最初は、顧客の顔や、解決したかった問題や、なぜ自分たちがこの仕事をするのかという切実さがあったはずだ。それが会議を重ねるうちに整えられ、覚えやすい一文になる。言葉としては強くなっても、その言葉が生まれた理由は少しずつ見えにくくなる。
Wishも同じである。
未来像を示す言葉として掲げられていても、日々の判断と結びつかなければ、組織の外側に置かれた標語になる。施策を決めるとき、新しい商品を考えるとき、顧客から予想外の反応が返ってきたときに参照されないWishは、方向を示しているようで、実際には何も選んでいない。
2. 具体が変わっても残すもの
Wishに必要なのは、具体的な指示ではない。むしろ、具体が変わっても失ってはいけない意味を残すことである。
商品は変わる。表現も変わる。市場の前提や、仕事を担う人も変わっていく。同じやり方を守り続けることは、一貫性ではない。過去には正しかった行動を繰り返すことで、かえって顧客から離れることもある。
それでも、誰に向き合うのか、その人にどんな変化をもたらしたいのか、自分たちはなぜそれを引き受けるのかが残っていれば、次の具体を考え直せる。Wishは、その意味を組織のなかに保存する。
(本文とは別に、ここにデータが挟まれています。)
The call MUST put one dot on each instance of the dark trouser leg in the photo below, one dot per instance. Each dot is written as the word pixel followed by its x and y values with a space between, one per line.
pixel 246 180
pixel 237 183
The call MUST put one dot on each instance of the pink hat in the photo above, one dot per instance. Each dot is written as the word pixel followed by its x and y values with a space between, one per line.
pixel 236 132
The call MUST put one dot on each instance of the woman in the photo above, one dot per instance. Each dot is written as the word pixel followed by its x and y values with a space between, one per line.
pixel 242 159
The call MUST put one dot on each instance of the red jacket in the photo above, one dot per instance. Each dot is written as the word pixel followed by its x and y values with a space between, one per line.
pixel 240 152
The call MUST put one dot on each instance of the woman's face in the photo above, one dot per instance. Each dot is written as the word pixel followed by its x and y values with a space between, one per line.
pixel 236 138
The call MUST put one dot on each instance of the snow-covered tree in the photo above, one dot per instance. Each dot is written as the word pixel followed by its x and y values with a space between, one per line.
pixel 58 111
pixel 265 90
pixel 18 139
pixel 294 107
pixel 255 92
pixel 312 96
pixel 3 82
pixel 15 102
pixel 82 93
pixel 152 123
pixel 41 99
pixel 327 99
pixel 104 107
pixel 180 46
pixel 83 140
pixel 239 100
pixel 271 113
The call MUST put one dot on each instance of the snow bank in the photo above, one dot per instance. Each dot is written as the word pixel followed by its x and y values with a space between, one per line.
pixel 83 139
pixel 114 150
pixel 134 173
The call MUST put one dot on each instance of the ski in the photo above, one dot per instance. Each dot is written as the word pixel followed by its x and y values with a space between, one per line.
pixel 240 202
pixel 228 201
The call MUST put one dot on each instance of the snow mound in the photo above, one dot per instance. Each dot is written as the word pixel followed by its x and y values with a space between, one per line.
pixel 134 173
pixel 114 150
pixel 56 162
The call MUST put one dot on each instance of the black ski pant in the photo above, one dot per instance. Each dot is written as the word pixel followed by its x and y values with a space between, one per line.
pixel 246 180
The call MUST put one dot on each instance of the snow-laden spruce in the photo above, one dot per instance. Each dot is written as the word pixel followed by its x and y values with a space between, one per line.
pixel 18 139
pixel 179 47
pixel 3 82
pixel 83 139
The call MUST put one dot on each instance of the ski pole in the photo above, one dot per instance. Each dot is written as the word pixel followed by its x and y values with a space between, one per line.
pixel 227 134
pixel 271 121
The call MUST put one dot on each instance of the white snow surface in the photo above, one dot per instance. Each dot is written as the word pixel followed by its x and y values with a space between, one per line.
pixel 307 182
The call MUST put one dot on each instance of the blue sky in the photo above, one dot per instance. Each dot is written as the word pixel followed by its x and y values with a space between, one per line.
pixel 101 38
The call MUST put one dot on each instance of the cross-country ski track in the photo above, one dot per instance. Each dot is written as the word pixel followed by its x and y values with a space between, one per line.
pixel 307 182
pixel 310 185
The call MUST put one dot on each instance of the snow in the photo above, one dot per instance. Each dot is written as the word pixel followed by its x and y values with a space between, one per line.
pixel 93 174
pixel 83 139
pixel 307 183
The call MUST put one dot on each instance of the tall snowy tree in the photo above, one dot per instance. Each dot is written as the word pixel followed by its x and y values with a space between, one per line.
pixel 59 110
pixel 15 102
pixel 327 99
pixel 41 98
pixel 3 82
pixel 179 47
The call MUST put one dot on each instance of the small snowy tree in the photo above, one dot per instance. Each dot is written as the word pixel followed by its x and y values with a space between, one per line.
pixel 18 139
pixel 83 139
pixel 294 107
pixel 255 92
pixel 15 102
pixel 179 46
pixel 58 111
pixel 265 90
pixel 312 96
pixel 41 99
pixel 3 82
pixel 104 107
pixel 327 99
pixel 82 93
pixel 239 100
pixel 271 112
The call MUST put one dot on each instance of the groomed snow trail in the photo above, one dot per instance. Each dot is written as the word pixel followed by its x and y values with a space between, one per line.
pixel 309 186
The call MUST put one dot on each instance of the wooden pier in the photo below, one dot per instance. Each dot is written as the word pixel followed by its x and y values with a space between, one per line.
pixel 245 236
ここでいう保存は、言葉を固定することではない。判断の出発点を失わないことである。
3. 一貫性は、同じ表現を続けることではない
ブランドの一貫性も、同じ色や語り口を繰り返すことだけではつくれない。見た目が揃っていても、顧客への判断が場面ごとに変われば、その企業が何を大切にしているのかは伝わらない。反対に、表現が更新されても、判断の奥にある顧客と価値の関係がつながっていれば、そこにはひとつの姿勢が残る。
だからWishから直接、施策を引き出そうとすると難しい。「このWishなら、どんな広告を作るべきか」と問うだけでは、言葉と表現のあいだが飛びすぎている。
そのあいだには顧客がいる。
この人はいま何に困っているのか。どんな変化なら価値として受け取れるのか。その変化に、自分たちの能力はどう関われるのか。Wishは、こうした問いを通って具体に変わる。順序を飛ばせば、もっともらしい表現はできても、判断の理由は残らない。
4. 成功を生んだ意味へ戻る
組織能力とは、同じ作業を正確に繰り返す力だけではない。状況が変わったとき、何を守り、何を変えるかを考え直せる力でもある。Wishが機能している組織では、過去の成功をコピーするのではなく、成功を生んだ意味へ戻ることができる。
新しい具体は、そこから始まる。
Wishを見直すとき、言葉の美しさだけを評価しても足りない。その言葉は、顧客についてのどんな理解を残しているだろうか。判断が割れたとき、何を選ばないかを教えてくれるだろうか。担当者が替わっても、次の具体を考えるための問いを渡せるだろうか。
Wishは、未来を説明し切るための文章ではない。
変化のなかで、意味のある判断をもう一度始めるためにある。